Lundi 24 Septembre, 2018

Boulo Valcourt a mal au cœur

«Au cœur ça fait mal », sorti sous le label Manoumba Records, est le premier disque solo du guitariste Boulo Valcourt.

Compositeur idolâtré, timbre chaud, voix éraillé posée même sur les plus sinueuses mélodies : Boulo Valcourt couronne avec cet opus ses 50 ans de carrière musicale. Le natif du Cap-Haïtien s’est entouré de quelques bonnes têtes pour réaliser ce disque de dix morceaux peuplés d’amour, de romance, de lyrisme, de peine, de douleurs intimes.

« Si vous la rencontrez, dites-lui que je veux mourir. Dites-lui que je verse une rivière de larmes pour elle. Chaque jour, chaque nuit, c’est à elle que je pense. La souffrance finira par me déchirer en deux. Priez-la de venir me rejoindre » : on reconnait très vite les griffes du parolier Syto Cavé, toujours invité à tremper ses paroles  dans l’encre de la poésie.  Boulo et Syto sont deux complices, deux compagnons de route et de même goût : le premier habille de mélodies les textes bien ciselés du second.  

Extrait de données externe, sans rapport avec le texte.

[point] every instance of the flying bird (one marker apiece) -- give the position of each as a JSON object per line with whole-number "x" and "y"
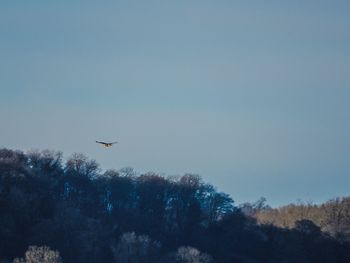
{"x": 106, "y": 144}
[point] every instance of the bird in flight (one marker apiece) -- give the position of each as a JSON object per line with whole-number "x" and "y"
{"x": 106, "y": 144}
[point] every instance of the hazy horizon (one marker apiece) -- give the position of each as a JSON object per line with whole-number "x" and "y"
{"x": 254, "y": 97}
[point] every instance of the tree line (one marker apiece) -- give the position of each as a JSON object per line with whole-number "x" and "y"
{"x": 54, "y": 210}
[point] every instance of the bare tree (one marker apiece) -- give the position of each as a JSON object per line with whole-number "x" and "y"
{"x": 36, "y": 254}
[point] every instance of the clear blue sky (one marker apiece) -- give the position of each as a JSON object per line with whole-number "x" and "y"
{"x": 252, "y": 95}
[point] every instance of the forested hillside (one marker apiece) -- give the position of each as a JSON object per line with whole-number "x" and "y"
{"x": 52, "y": 210}
{"x": 332, "y": 217}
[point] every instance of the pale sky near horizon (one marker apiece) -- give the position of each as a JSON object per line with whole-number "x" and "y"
{"x": 252, "y": 95}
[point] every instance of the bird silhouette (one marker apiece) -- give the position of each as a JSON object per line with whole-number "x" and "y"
{"x": 106, "y": 144}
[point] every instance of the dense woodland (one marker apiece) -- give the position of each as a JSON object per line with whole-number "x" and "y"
{"x": 54, "y": 210}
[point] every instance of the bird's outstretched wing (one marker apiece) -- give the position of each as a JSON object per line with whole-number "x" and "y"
{"x": 106, "y": 144}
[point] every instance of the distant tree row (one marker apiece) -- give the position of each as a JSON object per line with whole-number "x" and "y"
{"x": 54, "y": 211}
{"x": 332, "y": 217}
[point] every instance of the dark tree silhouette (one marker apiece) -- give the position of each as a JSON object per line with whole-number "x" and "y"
{"x": 119, "y": 216}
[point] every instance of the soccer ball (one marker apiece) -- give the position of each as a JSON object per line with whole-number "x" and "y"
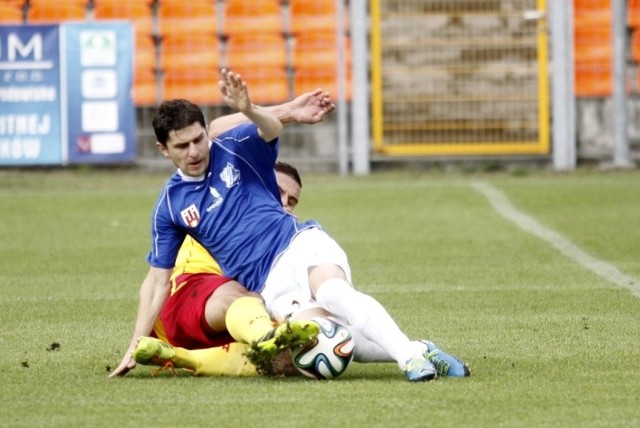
{"x": 328, "y": 355}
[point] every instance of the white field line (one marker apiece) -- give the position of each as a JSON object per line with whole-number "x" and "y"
{"x": 607, "y": 271}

Cet opus a donc mérité la collaboration de nombreux artistes dont le parolier Jean-Marie Dominique. Au chœur : Michaëlle Delphin, Évangéline, Jeff Isma, Wilckenson Théodore, etc.

Au saxophone soprano, alto, ténor et au baryton, on retrouve  le multi-instrumentiste franco-tunisien Yacine Boularès avec qui Boulo Valcourt signe les arrangements.   Au piano : le claviériste du Tabou Combo, l’ingénieur et propriétaire de Final Mix Studio (où l’opus a été enregistré à New York), Jocel Alméus. À la section basse : Bobby Raymond et Rigaud Simon. À la batterie : Shedly Abraham et John Peterson Jean Tulien, alias Ti Batè. Et à la percussion : Clifford Sylvain. 

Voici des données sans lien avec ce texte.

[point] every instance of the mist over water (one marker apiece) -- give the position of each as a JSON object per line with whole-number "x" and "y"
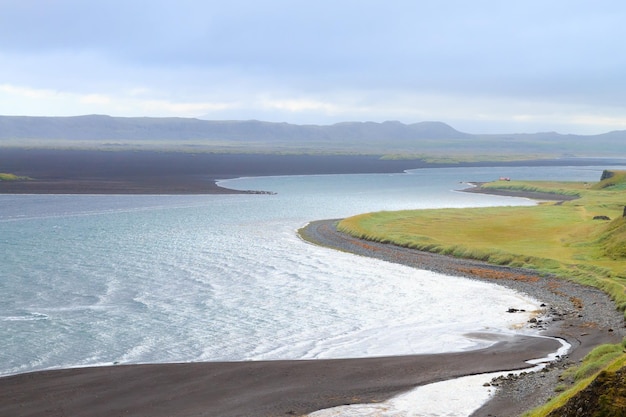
{"x": 89, "y": 280}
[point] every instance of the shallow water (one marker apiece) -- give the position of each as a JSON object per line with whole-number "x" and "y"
{"x": 89, "y": 280}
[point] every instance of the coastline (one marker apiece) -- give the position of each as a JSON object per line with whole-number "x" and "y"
{"x": 583, "y": 316}
{"x": 249, "y": 388}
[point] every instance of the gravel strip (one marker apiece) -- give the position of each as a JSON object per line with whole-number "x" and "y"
{"x": 583, "y": 316}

Cet album né de la rencontre entre  Kendy Vérilus et Rebecca Dirksen (pianiste classique et ethnomusicologue américaine dont le talent a été salué par le guitariste Boulo Valcourt. Celui qui, par la finesse de ses compositions, la beauté de ses mélodies et de ses accords vrillés, accompagne le succès de plusieurs artistes de la nouvelle génération reste un trésor musical et une icône inclassable dans l’histoire de notre musique.

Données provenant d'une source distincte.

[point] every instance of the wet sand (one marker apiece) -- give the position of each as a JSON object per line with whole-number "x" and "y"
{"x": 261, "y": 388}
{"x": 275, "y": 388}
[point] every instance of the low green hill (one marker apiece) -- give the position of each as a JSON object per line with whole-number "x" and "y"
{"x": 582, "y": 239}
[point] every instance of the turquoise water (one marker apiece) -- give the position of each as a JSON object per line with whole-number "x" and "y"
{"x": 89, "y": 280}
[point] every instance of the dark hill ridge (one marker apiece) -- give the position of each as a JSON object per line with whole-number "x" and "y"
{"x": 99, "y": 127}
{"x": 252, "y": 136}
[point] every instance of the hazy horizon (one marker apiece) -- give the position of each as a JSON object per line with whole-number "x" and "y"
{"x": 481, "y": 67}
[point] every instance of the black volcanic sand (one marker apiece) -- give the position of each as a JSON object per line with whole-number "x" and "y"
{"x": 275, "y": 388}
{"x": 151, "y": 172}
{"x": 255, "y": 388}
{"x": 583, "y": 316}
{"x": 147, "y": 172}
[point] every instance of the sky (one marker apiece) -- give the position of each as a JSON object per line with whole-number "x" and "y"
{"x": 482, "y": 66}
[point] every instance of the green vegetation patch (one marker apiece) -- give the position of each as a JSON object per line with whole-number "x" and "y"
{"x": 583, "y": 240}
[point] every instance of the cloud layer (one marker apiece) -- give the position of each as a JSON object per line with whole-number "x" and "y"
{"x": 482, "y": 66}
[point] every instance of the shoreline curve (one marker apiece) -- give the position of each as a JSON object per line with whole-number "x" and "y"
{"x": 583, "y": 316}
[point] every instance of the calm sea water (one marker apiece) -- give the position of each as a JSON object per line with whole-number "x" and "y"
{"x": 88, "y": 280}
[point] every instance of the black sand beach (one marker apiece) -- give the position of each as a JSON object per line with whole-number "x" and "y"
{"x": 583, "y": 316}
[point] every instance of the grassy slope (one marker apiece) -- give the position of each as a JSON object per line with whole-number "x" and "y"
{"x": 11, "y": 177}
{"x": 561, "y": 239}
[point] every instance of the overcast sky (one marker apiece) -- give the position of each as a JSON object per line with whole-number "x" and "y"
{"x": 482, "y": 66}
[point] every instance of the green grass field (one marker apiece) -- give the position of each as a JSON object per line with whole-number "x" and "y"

Il est celui qui peut toucher à tout, qui peut balancer entre compas (son passage à Ibo Combo et à Caribean Sextet est gorgé de souvenirs de scène), bossa nova, jazz, musiques latines et racines. Qui n’aime pas la voix de Boulo Valcourt sur « Kòk gagè », « Fè van » ou le très célèbre morceau  « La Pèson » qui peut porter  le poids d’un double sens : un cœur blessé et déchiré qui chante un amour déçu. Mais un texte lié, pas intentionnellement, à un contexte politique, celui de la dislocation  du régime de Baby Doc.